The milk margin shrank to $8.08 per hundredweight in August, down from the peak this year of $12.51 in May. The August decline triggered $47.9 million in payments to producers.
USDA is projecting another round of payments for September worth 15 cents per hundredweight for producers who selected the maximum $9.50 per hundredweight coverage level.
USDA is forecasting margins to stay below $9.50 through the end of the year. About 73% of U.S. dairy operations are enrolled in DMC this year.
“Early in the year, some economists predicted that DMC would not trigger any payments for the calendar year, but then fast-forward to now, when we’re starting to see payments trigger and a return on investment,” said Farm Service Agency Administrator Zach Ducheneaux.
UN negotiates with Russia on Black Sea Grain Initiative
United Nations officials were in Moscow Sunday and Monday working to try to extend and increase the effectiveness of the Black Sea Grain Initiative, the deal brokered this summer to allow three Ukrainian ports to ship out wheat, corn and other ag commodities.
Rebeca Grynspan, the secretary-general for the UN Conference on Trade and Development, led the UN delegation for the two days of talks that did not produce any concrete resolutions, according to a spokesperson.
Russia has been complaining recently that a separate deal to boost the flow of Russian fertilizer and wheat exports has not been effective and much of the talks appear to have been focused on that.
“Fertilizers and raw materials required to produce fertilizers – that includes ammonia – originating from the Russian Federation, are key to worldwide agricultural production,” the spokesperson said. “We are concerned about the next harvest and crisis in the making if fertilizers are not made available quickly and at reasonable prices to farmers all around the world as the sowing season begins. A crisis of affordability can become a crisis of availability.”

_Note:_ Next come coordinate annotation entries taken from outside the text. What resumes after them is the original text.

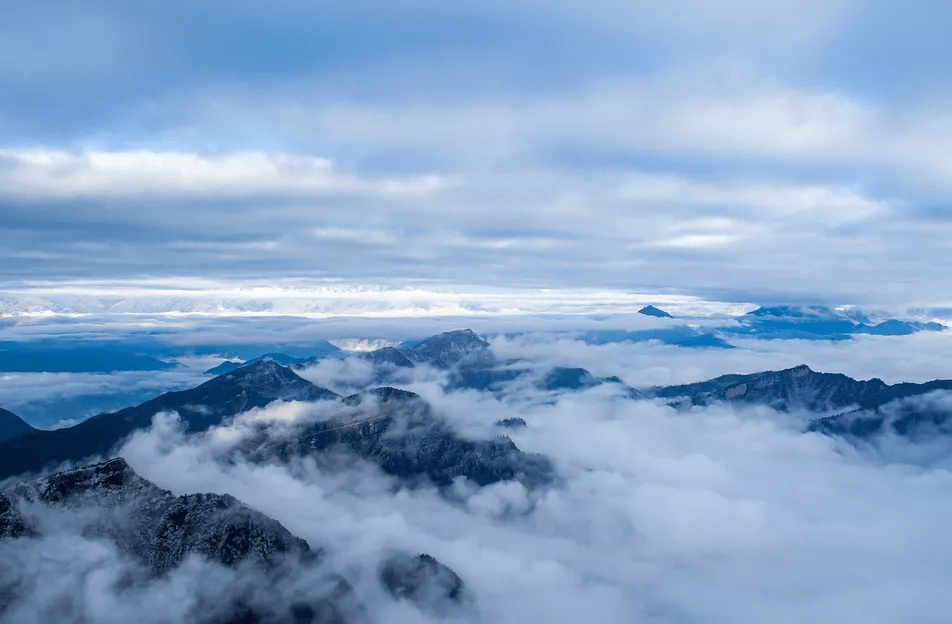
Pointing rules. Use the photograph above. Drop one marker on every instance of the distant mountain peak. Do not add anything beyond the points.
(449, 348)
(12, 425)
(650, 310)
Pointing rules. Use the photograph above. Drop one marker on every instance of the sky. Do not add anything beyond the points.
(732, 151)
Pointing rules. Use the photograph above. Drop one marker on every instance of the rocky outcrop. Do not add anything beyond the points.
(398, 431)
(12, 425)
(158, 531)
(207, 405)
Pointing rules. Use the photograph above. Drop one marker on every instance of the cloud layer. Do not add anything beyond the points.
(728, 150)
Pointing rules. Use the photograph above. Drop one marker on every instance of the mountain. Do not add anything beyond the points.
(650, 310)
(450, 348)
(681, 336)
(398, 431)
(202, 407)
(278, 358)
(799, 388)
(818, 322)
(12, 425)
(388, 355)
(159, 531)
(393, 428)
(434, 588)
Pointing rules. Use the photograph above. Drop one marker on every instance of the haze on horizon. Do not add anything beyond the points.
(734, 151)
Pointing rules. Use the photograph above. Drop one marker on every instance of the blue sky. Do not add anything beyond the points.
(734, 150)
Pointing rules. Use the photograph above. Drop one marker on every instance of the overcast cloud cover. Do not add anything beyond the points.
(732, 150)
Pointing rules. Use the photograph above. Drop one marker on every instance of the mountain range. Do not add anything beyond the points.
(427, 446)
(158, 531)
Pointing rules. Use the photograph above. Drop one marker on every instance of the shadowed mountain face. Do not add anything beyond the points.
(159, 531)
(155, 526)
(392, 428)
(867, 407)
(423, 580)
(207, 405)
(398, 431)
(650, 310)
(12, 425)
(799, 388)
(449, 348)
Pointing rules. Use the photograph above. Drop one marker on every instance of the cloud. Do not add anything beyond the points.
(56, 173)
(660, 516)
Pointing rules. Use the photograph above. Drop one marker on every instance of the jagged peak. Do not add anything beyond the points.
(383, 393)
(650, 310)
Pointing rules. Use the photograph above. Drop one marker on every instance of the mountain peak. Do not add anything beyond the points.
(448, 348)
(12, 425)
(650, 310)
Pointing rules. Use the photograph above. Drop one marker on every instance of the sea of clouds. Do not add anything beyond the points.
(714, 515)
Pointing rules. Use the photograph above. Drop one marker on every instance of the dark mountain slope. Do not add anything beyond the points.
(158, 531)
(799, 388)
(398, 431)
(449, 348)
(12, 425)
(202, 407)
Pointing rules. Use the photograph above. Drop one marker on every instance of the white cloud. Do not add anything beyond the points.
(47, 172)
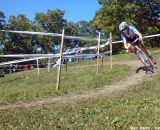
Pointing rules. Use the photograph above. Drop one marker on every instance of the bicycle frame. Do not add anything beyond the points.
(144, 58)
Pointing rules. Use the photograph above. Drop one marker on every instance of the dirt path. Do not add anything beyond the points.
(133, 79)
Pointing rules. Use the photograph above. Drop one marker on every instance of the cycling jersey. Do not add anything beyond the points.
(131, 35)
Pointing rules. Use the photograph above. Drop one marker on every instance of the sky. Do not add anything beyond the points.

FDA holding listening session on animal foods
The Food and Drug Administration will be getting a clear message today at a listening session on claims made for feed ingredients: Keep up with the science.
That’s the main point the American Feed Industry Association plans to make to the agency, which is currently reviewing its policy for approval of products as animal foods, AFIA Director of Regulatory Affairs Louise Calderwood told Agri-Pulse. She also will tell FDA it should stop looking at potential feed ingredients as drugs, which AFIA and companies involved in the process say is preventing the introduction of new, environmentally beneficial products.
AFIA has heard from “multiple members that they have products they aren't even submitting for review in the U.S. anymore,” Calderwood said. “They'll submit them in 35 other countries, and not even bother to submit them” to FDA.
Florida lawmakers urge Vilsack to make disaster declaration
A group of twenty bipartisan lawmakers from Florida have sent a letter to Agriculture Secretary Tom Vilsack urging him to make a disaster declaration for Florida counties impacted by Hurricane Ian.
The bipartisan group asked Vilsack to make assistance available to growers whose crops were damaged or destroyed. They noted that the state’s agricultural industry feeds over 100 million Americans along the eastern seaboard.
Interested in more coverage and insights? Receive a free month of Agri-Pulse!
“In order to support the growers who were affected by Hurricane Ian, and to ensure that they can recover from losses and continue their important service of feeding America, the expeditious approval of a disaster declaration is warranted and necessary in order to have a successful winter and spring harvest season,” they wrote.
Franken creeping up on Grassley, poll finds
Sen. Chuck Grassley is facing his toughest electoral test since he first won his seat in the upper chamber in 1980 by defeating an incumbent by 8 points.
A Des Moines Register/Mediacom Iowa poll released this weekend found Grassley leading his Democratic challenger, Adm. Mike Franken, by just 3 percentage points, 46% to 43%. The rest of those polled said they’d vote for someone else, wouldn’t vote at all, or were not sure.
About one third of Iowans questioned said they believe Grassley’s “longevity is an asset,” the newspaper said. Sixty percent called his age a concern.
Grassley is 89. Franken, 64, is a retired Navy admiral, has matched Grassley in spending, and outraised him in the latest quarter, $3.6 million to $1.7 million. Grassley has considerably more cash on hand, however, entering the final stretch of the campaign.
“It says to me that Franken is running a competent campaign and has a shot to defeat the seemingly invincible Chuck Grassley — previously perceived to be invincible,” pollster J. Ann Selzer, president of Selzer & Co., told the Register.